(l-r): John Clarke, Michel H. Devoret, and John M. Martinis.
Credit:
Niklas Elmehed/Nobel Prize Outreach
From subatomic to the macroscale
Clarke, Devoret, and Martinis were the first to demonstrate that quantum effects, such as quantum tunneling and energy quantization, can operate on macroscopic scales, not just one particle at a time.
After earning his PhD from University of Cambridge, Clarke came to the University of California, Berkeley, as a postdoc, eventually joining the faculty in 1969. By the mid-1980s, Devoret and Martinis had joined Clarke’s lab as a postdoc and graduate student, respectively. The trio decided to look for evidence of macroscopic quantum tunneling using a specialized circuit called a Josephson junction—a macroscopic device that takes advantage of a tunneling effect that is now widely used in quantum computing, quantum sensing, and cryptography.
A Josephson junction—named after British physicist Brian Josephson, who won the 1973 Nobel Prize in physics—is basically two semiconductor pieces separated by an insulating barrier. Despite this small gap between two conductors, electrons can still tunnel through the insulator and create a current. That occurs at sufficiently low temperatures, when the junction becomes superconducting as electrons form so-called “Cooper pairs.”

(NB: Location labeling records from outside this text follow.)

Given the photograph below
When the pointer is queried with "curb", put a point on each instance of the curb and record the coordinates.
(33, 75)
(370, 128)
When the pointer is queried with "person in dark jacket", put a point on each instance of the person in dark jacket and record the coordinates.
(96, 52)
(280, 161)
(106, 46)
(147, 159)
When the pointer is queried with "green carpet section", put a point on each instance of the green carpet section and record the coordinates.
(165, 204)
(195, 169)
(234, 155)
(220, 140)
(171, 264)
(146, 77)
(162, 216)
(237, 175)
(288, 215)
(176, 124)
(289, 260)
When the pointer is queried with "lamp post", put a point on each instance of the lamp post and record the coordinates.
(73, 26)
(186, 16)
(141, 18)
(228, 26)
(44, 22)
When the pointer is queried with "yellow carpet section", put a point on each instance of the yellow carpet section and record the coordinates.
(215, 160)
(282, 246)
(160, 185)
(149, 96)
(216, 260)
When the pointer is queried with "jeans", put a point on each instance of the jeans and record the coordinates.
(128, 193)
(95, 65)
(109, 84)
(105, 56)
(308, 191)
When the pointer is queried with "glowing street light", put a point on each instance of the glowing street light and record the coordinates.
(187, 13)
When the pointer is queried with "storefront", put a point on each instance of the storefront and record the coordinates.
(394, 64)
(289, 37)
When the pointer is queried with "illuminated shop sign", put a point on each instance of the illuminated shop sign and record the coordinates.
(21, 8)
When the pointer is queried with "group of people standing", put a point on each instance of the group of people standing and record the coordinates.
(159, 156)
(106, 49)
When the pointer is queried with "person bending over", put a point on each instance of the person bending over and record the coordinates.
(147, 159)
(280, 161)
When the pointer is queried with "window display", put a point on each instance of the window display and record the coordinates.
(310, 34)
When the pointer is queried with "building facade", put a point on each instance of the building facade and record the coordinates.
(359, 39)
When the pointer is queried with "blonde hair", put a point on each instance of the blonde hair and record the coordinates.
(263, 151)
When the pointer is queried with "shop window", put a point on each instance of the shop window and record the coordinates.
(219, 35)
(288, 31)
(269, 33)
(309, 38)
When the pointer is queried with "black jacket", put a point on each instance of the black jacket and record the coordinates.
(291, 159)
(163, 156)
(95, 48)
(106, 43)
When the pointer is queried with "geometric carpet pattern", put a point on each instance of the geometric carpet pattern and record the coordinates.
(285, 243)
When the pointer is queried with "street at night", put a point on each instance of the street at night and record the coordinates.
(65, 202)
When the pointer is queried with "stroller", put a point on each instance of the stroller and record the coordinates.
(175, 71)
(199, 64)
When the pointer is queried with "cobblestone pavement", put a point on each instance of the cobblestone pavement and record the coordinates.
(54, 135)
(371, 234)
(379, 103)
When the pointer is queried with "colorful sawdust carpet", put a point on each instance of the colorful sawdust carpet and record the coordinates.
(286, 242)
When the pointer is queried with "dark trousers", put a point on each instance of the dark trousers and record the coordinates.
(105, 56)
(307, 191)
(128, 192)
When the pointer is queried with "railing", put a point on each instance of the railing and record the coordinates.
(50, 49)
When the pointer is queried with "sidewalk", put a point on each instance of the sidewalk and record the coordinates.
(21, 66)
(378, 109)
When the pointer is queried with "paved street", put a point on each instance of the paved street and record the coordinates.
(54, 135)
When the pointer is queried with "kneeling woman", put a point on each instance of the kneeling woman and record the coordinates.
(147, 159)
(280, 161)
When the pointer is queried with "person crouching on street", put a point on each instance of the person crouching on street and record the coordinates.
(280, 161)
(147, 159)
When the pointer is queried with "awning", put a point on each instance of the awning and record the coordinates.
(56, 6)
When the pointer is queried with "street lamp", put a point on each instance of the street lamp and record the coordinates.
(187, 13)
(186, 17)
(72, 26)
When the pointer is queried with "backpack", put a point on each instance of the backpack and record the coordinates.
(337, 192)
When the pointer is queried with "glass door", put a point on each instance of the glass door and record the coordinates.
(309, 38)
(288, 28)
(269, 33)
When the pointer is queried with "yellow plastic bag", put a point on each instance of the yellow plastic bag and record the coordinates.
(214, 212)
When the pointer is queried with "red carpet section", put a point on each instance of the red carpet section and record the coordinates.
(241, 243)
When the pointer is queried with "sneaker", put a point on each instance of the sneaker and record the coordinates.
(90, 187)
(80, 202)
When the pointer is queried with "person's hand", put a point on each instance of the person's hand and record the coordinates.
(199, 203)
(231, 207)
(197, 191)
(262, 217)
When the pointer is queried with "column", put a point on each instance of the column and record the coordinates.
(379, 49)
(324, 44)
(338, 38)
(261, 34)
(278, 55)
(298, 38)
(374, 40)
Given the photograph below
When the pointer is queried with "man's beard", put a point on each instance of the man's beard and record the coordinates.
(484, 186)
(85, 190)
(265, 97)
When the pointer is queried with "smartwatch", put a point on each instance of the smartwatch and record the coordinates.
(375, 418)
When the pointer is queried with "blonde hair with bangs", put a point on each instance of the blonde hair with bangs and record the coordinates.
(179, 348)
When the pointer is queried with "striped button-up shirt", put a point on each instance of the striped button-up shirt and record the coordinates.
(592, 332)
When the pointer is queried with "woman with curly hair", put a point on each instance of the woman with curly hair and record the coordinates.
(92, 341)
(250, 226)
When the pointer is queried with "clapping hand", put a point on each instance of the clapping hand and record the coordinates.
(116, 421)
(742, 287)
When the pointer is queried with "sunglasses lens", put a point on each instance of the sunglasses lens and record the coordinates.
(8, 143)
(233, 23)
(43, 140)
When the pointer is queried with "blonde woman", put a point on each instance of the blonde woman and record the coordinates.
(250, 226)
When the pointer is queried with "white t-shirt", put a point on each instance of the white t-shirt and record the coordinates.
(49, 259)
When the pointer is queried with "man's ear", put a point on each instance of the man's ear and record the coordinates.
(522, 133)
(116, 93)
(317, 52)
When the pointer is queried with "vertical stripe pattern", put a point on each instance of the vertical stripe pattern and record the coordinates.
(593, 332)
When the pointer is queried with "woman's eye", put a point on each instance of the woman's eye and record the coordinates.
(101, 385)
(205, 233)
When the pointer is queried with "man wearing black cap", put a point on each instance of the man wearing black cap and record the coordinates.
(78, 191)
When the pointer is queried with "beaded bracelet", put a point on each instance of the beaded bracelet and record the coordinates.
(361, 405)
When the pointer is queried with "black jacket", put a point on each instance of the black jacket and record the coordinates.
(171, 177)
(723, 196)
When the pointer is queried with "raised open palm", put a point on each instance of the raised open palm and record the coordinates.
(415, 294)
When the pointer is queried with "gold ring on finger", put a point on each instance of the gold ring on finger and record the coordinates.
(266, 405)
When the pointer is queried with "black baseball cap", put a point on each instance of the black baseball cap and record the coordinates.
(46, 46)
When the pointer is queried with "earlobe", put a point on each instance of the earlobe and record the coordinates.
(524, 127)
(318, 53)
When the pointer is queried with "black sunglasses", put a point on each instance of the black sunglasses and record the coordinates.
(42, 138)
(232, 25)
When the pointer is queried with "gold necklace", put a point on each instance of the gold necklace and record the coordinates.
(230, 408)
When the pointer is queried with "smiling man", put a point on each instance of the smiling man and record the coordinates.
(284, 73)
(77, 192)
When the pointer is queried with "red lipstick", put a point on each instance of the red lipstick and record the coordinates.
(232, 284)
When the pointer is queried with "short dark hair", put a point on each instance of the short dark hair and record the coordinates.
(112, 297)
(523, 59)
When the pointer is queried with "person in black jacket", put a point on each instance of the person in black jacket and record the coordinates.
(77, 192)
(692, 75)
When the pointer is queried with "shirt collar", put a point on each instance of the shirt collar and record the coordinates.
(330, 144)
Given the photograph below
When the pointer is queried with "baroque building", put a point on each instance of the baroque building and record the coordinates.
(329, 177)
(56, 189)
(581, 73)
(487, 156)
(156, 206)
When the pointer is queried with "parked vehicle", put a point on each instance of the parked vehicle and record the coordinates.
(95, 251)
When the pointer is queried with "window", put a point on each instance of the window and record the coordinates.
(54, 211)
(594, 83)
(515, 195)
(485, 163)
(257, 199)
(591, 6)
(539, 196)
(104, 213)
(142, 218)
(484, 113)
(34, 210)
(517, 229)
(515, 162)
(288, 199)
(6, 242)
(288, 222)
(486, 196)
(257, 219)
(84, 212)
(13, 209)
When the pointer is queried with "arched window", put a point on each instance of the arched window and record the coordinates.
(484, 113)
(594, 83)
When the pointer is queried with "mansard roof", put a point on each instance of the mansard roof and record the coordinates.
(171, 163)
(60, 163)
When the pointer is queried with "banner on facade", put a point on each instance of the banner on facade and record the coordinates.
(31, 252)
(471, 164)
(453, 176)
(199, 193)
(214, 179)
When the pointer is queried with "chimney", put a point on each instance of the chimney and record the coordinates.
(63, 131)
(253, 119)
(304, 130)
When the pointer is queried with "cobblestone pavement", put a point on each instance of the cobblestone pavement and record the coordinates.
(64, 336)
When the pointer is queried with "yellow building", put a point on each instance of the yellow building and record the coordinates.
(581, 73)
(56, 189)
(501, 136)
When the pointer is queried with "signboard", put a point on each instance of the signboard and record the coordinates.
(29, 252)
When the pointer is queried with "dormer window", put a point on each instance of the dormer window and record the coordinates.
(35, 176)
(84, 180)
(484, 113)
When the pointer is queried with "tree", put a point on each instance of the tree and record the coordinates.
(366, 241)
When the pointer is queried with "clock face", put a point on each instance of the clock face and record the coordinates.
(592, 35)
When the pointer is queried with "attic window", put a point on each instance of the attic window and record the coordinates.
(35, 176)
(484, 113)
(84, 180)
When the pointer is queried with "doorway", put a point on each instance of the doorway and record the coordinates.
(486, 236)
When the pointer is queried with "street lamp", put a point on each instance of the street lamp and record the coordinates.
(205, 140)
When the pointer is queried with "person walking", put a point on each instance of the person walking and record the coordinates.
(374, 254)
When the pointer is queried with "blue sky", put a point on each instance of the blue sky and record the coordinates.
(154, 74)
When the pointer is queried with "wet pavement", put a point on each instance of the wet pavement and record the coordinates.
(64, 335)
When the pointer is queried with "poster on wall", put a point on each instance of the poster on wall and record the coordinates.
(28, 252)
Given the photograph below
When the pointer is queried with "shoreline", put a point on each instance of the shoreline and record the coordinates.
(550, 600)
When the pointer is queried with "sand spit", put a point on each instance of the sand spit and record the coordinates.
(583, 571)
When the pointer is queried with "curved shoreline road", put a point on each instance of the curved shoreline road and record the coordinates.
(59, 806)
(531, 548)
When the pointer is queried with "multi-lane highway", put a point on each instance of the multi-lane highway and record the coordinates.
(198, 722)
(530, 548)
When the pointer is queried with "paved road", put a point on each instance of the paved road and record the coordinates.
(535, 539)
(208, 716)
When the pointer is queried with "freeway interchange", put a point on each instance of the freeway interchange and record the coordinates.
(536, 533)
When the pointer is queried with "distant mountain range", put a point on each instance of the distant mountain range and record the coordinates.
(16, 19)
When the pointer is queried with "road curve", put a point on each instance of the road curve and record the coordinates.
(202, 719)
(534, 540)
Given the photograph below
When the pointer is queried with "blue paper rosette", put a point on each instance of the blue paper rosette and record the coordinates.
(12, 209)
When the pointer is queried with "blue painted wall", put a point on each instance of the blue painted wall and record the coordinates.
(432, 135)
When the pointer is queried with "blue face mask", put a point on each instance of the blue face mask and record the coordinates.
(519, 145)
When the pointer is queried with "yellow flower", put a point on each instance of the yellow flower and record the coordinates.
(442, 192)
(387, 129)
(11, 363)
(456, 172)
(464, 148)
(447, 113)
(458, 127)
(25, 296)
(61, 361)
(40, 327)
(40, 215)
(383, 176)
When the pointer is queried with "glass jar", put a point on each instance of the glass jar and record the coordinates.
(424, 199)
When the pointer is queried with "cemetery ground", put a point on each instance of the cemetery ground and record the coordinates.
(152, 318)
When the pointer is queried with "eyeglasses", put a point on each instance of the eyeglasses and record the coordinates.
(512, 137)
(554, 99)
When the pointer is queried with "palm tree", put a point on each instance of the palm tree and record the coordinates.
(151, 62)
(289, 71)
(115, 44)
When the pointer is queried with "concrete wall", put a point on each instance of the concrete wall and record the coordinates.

The team built an electrical circuit-based oscillator on a microchip measuring about one centimeter in size—essentially a quantum version of the classic pendulum. Their biggest challenge was figuring out how to reduce the noise in their experimental apparatus. For their experiments, they first fed a weak current into the junction and measured the voltage—initially zero. Then they increased the current and measured how long it took for the system to tunnel out of its enclosed state to produce a voltage.
Credit:
Johan Jarnestad/The Royal Swedish Academy of Sciences
They took many measurements and found that the average current increased as the device’s temperature falls, as expected. But at some point, the temperature got so low that the device became superconducting and the average current became independent of the device’s temperature—a telltale signature of macroscopic quantum tunneling.